Schwäbische Zeitung (Riedlingen)
Training für den Atomkrieg
Luftwaffe übt mit Nato-Partnern den Verteidigungsfall
NÖRVENICH/BÜCHEL (dpa) - Die deutsche Luftwaffe trainiert mit Nato-Partnern die Verteidigung des Bündnisgebiets mit Atomwaffen. In dieser Woche hat eine geheime Bündnisübung mit dem Namen „Steadfast Noon“begonnen. Dabei wird unter anderem der Einsatz von Jagdbombern trainiert, die im Kriegsfall mit Nuklearwaffen bestückt werden könnten.
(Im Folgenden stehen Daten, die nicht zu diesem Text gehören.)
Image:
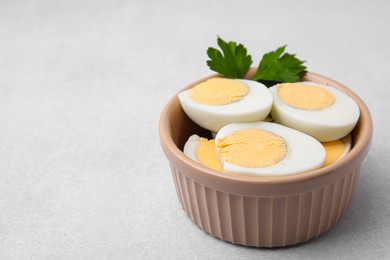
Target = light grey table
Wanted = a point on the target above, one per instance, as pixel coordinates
(82, 84)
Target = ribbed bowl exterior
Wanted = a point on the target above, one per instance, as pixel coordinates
(267, 221)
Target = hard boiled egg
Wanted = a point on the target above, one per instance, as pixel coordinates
(202, 151)
(323, 112)
(336, 150)
(217, 102)
(267, 149)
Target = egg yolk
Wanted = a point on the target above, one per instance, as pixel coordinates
(207, 154)
(252, 148)
(219, 91)
(307, 97)
(334, 151)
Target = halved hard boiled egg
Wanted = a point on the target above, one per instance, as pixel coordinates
(323, 112)
(336, 150)
(202, 151)
(267, 149)
(217, 102)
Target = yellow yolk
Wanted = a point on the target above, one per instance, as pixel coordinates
(218, 91)
(252, 148)
(306, 97)
(207, 154)
(334, 151)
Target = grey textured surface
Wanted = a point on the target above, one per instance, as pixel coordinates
(82, 84)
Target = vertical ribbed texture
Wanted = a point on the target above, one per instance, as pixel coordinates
(265, 221)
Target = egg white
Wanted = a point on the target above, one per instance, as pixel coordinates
(304, 153)
(190, 147)
(255, 106)
(329, 124)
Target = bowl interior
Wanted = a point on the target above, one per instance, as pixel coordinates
(176, 127)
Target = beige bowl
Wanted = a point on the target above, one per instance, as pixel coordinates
(263, 211)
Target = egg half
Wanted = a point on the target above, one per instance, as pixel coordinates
(202, 151)
(267, 149)
(336, 150)
(217, 102)
(257, 149)
(323, 112)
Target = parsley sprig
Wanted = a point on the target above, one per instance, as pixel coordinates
(274, 67)
(234, 62)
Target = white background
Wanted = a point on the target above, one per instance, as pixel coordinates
(82, 85)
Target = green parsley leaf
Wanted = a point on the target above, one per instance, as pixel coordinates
(234, 62)
(276, 67)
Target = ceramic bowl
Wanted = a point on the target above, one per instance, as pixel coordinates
(263, 211)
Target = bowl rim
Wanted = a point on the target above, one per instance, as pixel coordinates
(360, 146)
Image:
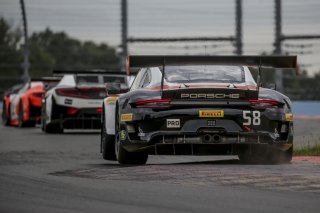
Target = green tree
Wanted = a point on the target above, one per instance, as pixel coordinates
(69, 53)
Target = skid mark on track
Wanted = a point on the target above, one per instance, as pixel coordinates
(297, 176)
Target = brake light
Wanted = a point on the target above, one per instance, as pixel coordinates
(38, 94)
(72, 111)
(70, 92)
(260, 103)
(155, 103)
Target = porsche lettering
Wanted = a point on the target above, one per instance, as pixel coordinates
(209, 96)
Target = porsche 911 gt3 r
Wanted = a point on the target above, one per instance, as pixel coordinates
(22, 103)
(75, 103)
(203, 105)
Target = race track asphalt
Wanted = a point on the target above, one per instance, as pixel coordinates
(65, 173)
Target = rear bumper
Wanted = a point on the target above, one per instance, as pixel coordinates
(81, 123)
(86, 118)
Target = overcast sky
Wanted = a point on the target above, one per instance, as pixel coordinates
(99, 20)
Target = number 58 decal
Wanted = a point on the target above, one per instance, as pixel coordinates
(251, 118)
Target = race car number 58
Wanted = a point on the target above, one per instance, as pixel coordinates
(251, 118)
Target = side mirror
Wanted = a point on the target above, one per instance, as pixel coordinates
(116, 88)
(270, 86)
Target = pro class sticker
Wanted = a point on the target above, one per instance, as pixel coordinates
(173, 123)
(126, 117)
(211, 113)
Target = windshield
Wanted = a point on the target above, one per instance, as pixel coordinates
(115, 79)
(204, 73)
(87, 79)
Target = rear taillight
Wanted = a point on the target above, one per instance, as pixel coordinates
(155, 103)
(260, 103)
(38, 94)
(72, 111)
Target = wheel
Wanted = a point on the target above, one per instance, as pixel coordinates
(122, 155)
(107, 144)
(51, 127)
(270, 156)
(21, 122)
(5, 116)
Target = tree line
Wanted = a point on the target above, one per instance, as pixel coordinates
(57, 50)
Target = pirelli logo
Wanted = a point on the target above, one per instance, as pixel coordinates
(211, 113)
(209, 96)
(126, 117)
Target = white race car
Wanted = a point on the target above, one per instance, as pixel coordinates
(108, 120)
(75, 103)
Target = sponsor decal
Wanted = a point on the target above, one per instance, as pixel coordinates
(68, 101)
(289, 117)
(102, 94)
(111, 100)
(211, 113)
(211, 122)
(95, 102)
(209, 96)
(173, 123)
(123, 135)
(126, 117)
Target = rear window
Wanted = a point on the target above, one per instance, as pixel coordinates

Ein Schauplatz der Übung ist in diesem Jahr der Fliegerhorst Nörvenich in Nordrhein-Westfalen. Er gilt als möglicher Ausweichstandort für die taktischen US-Atomwaffen vom Typ B61, die nach offiziell unbestätigten Angaben im rheinland-pfälzischen Büchel lagern. In Büchel läuft derzeit gleichzeitig die Übung „Resilient Guard“, bei der die Luftwaffe trainiert, den dortigen Fliegerhorst gegen einen möglichen Angriff zu verteidigen. Nach Angaben der Bundeswehr wird dazu unter anderem der Einsatz des Flugabwehrraketensystems Patriot in schwierigem Gelände geübt. Die in Büchel stationierten B61 könnten im Rahmen der „nuklearen Teilhabe“in der Nato im Ernstfall auch von deutschen Tornados abgeworfen werden und dann zum Beispiel gegnerische Streitkräfte ausschalten. Weitere US-Atomwaffen sollen in Italien, Belgien, der Türkei und den Niederlanden lagern. An der Übung sind zum Beispiel auch niederländische, belgische und italienische Kampfflugzeuge beteiligt.
Die Bundeswehr teilte im Internet mit, dass die italienische Luftwaffe bis zum 15. Oktober mit zehn Luftfahrzeugen zu Gast in Nörvenich sei. Das Flugaufkommen am Fliegerhorst werde sich in dieser Zeit erhöhen, heißt es. Nach Angaben von Militärexperten wird bei den regelmäßig im Oktober stattfindenden „Steadfast Noon“-Manövern unter anderem geübt, wie man die US-Atomwaffen sicher aus unterirdischen Magazinen zu den Flugzeugen transportiert und unter die Kampfjets montiert. Bei Übungsflügen wird dann allerdings ohne Bomben geflogen. Die Gefahr eines auch mit Atomwaffen geführten Krieges gilt als deutlich höher als in den vergangenen drei Jahrzehnten. Grund ist vor allem das Ende des INFVertrags zum Verzicht auf landgestützte atomwaffenfähige Mittelstreckensysteme. Die USA hatten das Abkommen im Sommer 2019 mit Rückendeckung der Nato-Partner aufgelöst, weil sie davon ausgehen, dass Russland es seit Jahren verletzt.